Member of parliament, Lok Sabha
- In office 6 October 1999 — 16 May 2004
- Constituency: Bhadrachalam

Personal details
- Born: 9 July 1952
- Party: Telugu Desam Party
- Spouse: Pothala Marideswara Rao
- Alma mater: Andhra University
- Profession: Social worker, Politician

= Dumpa Mary Vijayakumari =

Indian politician

Dumpa Mary Vijayakumari (born 9 July 1952) is an Indian politician and a member of parliament elected from the Bhadrachalam-ST constituency in the Indian state of Andhra Pradesh being a Telugu Desam Party candidate.
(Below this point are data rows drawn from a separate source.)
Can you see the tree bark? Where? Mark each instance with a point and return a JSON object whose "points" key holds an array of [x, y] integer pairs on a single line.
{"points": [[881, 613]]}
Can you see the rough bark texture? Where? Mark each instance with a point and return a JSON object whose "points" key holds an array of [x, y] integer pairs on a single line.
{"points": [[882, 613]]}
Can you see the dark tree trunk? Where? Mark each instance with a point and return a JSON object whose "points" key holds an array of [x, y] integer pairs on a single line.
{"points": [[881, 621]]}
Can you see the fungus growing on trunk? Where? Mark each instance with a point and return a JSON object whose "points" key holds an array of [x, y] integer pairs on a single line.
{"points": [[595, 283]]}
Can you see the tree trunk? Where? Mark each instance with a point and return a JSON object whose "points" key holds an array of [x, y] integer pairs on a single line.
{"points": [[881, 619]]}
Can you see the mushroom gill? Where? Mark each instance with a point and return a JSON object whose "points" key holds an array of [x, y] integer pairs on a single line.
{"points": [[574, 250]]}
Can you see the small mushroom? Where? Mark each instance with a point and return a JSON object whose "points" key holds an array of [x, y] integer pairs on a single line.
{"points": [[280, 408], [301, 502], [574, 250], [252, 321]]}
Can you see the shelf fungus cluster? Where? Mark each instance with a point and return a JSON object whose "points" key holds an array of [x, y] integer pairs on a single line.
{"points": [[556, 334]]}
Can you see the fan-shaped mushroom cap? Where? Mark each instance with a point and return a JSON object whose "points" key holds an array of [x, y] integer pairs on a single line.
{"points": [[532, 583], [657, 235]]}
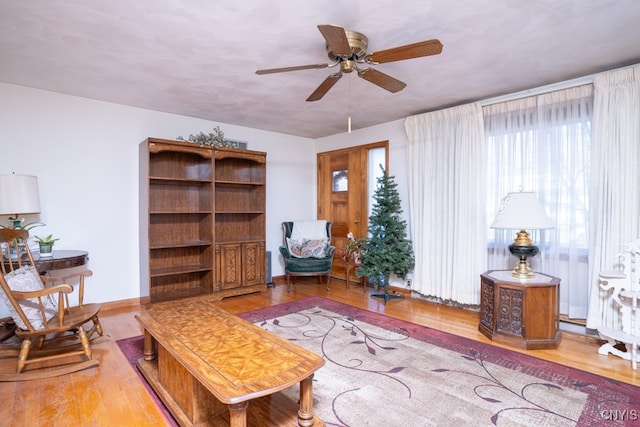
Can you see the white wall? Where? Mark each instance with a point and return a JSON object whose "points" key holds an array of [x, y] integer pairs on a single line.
{"points": [[85, 155]]}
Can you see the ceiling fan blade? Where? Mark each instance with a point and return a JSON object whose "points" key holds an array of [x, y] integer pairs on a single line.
{"points": [[324, 87], [381, 79], [285, 69], [415, 50], [336, 38]]}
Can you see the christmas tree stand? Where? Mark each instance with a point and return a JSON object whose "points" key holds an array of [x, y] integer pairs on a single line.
{"points": [[387, 296]]}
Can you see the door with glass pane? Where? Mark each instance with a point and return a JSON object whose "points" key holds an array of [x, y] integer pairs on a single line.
{"points": [[346, 179]]}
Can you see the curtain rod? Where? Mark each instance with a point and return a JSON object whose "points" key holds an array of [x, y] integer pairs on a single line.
{"points": [[546, 88]]}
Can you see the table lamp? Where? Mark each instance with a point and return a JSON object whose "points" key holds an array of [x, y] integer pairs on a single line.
{"points": [[522, 210], [19, 195]]}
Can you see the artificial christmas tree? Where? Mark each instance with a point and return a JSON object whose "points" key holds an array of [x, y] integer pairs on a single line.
{"points": [[387, 249]]}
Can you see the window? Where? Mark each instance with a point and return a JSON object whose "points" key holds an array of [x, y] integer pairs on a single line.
{"points": [[543, 144]]}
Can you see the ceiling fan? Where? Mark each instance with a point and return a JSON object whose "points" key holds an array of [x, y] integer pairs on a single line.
{"points": [[348, 49]]}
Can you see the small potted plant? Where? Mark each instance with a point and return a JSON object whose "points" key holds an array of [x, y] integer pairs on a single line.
{"points": [[46, 245]]}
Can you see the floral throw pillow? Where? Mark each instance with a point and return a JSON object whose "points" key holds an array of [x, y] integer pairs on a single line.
{"points": [[27, 279], [307, 248]]}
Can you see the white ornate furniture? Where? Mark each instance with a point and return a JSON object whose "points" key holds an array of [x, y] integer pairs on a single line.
{"points": [[619, 305]]}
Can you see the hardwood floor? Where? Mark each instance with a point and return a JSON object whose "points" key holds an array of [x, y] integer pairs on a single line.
{"points": [[112, 394]]}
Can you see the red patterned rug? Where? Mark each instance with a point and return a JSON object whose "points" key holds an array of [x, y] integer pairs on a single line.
{"points": [[383, 371]]}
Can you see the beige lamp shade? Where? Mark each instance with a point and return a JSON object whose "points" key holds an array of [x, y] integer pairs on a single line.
{"points": [[19, 194], [520, 211]]}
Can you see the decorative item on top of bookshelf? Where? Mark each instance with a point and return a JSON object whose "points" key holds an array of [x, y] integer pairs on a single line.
{"points": [[214, 139]]}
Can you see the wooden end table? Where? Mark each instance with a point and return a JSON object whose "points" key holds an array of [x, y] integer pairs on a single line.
{"points": [[520, 313]]}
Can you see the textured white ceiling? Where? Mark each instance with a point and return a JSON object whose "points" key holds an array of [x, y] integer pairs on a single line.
{"points": [[198, 57]]}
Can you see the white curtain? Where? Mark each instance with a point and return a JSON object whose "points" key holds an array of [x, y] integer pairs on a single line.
{"points": [[615, 176], [447, 206], [542, 144]]}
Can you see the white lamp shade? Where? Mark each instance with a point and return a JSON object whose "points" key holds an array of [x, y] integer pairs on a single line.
{"points": [[520, 211], [19, 194]]}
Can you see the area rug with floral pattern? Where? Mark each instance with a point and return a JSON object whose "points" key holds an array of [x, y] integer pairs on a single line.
{"points": [[382, 371]]}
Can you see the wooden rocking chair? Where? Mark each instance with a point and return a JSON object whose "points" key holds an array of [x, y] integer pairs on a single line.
{"points": [[45, 321]]}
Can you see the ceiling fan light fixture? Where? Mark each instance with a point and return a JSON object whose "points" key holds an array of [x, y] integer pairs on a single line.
{"points": [[349, 48]]}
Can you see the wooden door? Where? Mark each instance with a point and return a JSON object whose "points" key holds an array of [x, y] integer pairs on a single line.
{"points": [[343, 196]]}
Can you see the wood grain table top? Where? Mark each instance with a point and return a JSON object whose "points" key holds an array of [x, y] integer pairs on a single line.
{"points": [[234, 359]]}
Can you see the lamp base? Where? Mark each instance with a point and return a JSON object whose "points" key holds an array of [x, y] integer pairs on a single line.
{"points": [[522, 270]]}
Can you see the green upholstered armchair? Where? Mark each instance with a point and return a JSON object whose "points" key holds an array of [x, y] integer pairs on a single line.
{"points": [[307, 255]]}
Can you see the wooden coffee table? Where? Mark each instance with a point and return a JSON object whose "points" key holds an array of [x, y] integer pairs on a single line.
{"points": [[202, 360]]}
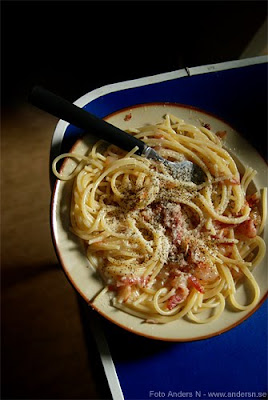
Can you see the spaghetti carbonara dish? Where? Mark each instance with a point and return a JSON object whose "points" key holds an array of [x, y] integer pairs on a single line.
{"points": [[166, 248]]}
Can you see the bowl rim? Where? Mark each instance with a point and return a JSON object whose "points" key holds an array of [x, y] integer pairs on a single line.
{"points": [[53, 222]]}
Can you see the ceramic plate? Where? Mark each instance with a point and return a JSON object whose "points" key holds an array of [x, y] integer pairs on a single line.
{"points": [[71, 250]]}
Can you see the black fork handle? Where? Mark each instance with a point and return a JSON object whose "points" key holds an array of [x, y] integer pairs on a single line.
{"points": [[63, 109]]}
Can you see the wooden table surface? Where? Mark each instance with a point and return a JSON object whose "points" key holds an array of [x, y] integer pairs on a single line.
{"points": [[47, 352]]}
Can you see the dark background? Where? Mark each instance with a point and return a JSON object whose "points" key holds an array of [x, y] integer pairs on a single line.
{"points": [[71, 48]]}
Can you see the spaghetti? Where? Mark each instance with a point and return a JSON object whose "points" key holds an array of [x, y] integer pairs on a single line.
{"points": [[167, 248]]}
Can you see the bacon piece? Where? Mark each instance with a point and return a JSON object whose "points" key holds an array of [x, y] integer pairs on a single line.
{"points": [[193, 281], [177, 298], [205, 272], [173, 219], [221, 134], [128, 117], [253, 200], [231, 181]]}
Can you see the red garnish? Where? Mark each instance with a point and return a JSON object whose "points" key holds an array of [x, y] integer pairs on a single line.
{"points": [[193, 281]]}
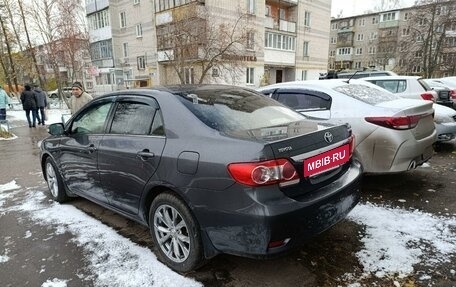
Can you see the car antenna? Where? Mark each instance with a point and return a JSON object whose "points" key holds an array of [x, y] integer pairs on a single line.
{"points": [[348, 81]]}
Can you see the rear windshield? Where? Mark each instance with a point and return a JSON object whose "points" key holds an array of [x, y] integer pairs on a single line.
{"points": [[366, 94], [238, 110], [425, 85]]}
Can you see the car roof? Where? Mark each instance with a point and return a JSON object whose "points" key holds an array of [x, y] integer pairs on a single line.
{"points": [[391, 78], [177, 89]]}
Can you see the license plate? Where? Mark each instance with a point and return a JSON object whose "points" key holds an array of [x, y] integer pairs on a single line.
{"points": [[327, 160]]}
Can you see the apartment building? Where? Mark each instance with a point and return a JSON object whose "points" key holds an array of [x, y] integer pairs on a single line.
{"points": [[134, 43], [396, 40]]}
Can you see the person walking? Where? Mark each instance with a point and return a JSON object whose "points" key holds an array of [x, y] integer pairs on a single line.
{"points": [[41, 102], [28, 99], [4, 101], [79, 98]]}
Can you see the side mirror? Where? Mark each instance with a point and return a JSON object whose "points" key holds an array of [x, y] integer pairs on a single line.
{"points": [[56, 129]]}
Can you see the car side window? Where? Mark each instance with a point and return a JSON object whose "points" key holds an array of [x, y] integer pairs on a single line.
{"points": [[92, 120], [157, 125], [304, 101], [133, 118]]}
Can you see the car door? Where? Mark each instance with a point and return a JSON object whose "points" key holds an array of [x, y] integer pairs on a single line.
{"points": [[312, 104], [130, 152], [79, 150]]}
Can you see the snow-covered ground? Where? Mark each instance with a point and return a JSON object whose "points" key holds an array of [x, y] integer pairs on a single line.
{"points": [[395, 240]]}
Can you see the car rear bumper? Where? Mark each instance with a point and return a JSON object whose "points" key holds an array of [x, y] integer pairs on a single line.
{"points": [[445, 131], [249, 232]]}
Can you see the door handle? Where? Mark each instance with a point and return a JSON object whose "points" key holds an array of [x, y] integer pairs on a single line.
{"points": [[145, 154], [91, 148]]}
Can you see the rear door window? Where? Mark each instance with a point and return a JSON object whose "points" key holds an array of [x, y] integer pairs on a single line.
{"points": [[134, 117]]}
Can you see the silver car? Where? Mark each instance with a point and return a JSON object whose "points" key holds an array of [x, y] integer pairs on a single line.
{"points": [[392, 134], [415, 87]]}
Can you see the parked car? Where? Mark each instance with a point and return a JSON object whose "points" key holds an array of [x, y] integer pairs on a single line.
{"points": [[412, 87], [392, 134], [209, 169], [354, 74], [444, 93], [416, 88], [449, 82], [66, 91]]}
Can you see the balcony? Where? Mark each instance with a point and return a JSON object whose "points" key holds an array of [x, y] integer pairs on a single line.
{"points": [[388, 24], [280, 25], [344, 58], [346, 29], [279, 58], [283, 3]]}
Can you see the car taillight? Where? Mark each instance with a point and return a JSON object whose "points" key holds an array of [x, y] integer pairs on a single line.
{"points": [[427, 97], [453, 94], [351, 142], [264, 172], [397, 123]]}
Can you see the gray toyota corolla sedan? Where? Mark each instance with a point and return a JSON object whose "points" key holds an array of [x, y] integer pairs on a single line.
{"points": [[210, 169]]}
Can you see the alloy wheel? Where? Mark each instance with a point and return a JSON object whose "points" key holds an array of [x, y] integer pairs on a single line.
{"points": [[52, 180], [172, 233]]}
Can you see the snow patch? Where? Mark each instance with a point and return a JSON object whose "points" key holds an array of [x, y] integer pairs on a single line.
{"points": [[415, 237], [108, 252], [55, 283]]}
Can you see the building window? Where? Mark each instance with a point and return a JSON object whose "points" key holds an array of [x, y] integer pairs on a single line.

==Early life and education==
Vijayakumari was on born on 9 July 1952 in Sarugudu village in Visakhapatnam district in the Indian state of Andhra Pradesh. She is a graduate of Andhra University, Visakhapatnam in Master of Arts. She married Shri Maridaiah on 3 Jan 1975. She has three sons and one daughter.

==Career==
In 1999, Vijayakumari was elected a Member of Parliament to 13th Lok Sabha. She served as a member of Committee on Communications from 1999 to 2001, Committee on Empowerment of Women from 2001 to 2002 and 2002–2004, as a member of Consultative Committee, Ministry of Environment and Forests. She has been involved in the upliftment of Scheduled Castes, Scheduled Tribes, Backward Classes, Women, Orphans and aged people.